We strive to reduce the number of duplicate copies of code, for example by consolidating all copies of an architecture-specific sysdeps/unix/sysv/linux/<arch> header into an architecture-independent one plus a set of small architecture-specific ones for the architecture-specific bits.


5. Macros vs. Static Inlines

Static inline functions are preferred over macros, when possible, because the compiler can more adequately schedule static inlines.


6. Header Files

bits/<foo>.h not a place for an API, just for OS specific definitions.


7. Alloca vs. Malloc

Here are some things to consider when deciding whether to use alloca or malloc:

  • Do not use alloca to create an array whose size S is such that ! libc_use_alloca (S), as large arrays like that may bypass stack-overflow checking.

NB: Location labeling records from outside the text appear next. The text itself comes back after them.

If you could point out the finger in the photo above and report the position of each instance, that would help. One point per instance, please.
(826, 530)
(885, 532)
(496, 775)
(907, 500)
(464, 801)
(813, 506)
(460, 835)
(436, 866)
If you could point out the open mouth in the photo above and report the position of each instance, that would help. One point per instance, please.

  • If the storage may need to outlive the current function, then obviously alloca cannot be used.

  • If the API does not allow returning a memory-allocation failure indication such as ENOMEM, then alloca may be preferable, as malloc can fail.

  • If this is a hot path with a small allocation, prefer alloca, as it is typically much faster.

  • When growing a buffer, either on the stack or on the heap, watch out for integer overflow when calculating the new size. Such overflow should be treated as allocation failure than letting the integer wrap around.
  • If the size of the buffer is directly or indirectly under user control, consider imposing a maximum to help make denial-of-service attacks more difficult.
  • If this is a hot path and the allocation size is typically small but may be large, and is known in advance, you can use the following pattern:

    bool use_alloca = __libc_use_alloca (bufsize);
    struct foo *buf = use_alloca ? alloca (bufsize) : malloc (bufsize);
    if (buf)
      do_work_with (buf, bufsize);
    if (! use_alloca)
      free (buf);
  • Use of alloca is a memory optimization compared to having a local array on stack. That is, the above example is close in behavior to the following, except that the alloca version consumes only the stack space needed, rather than always consuming approximately 4000 bytes on the stack.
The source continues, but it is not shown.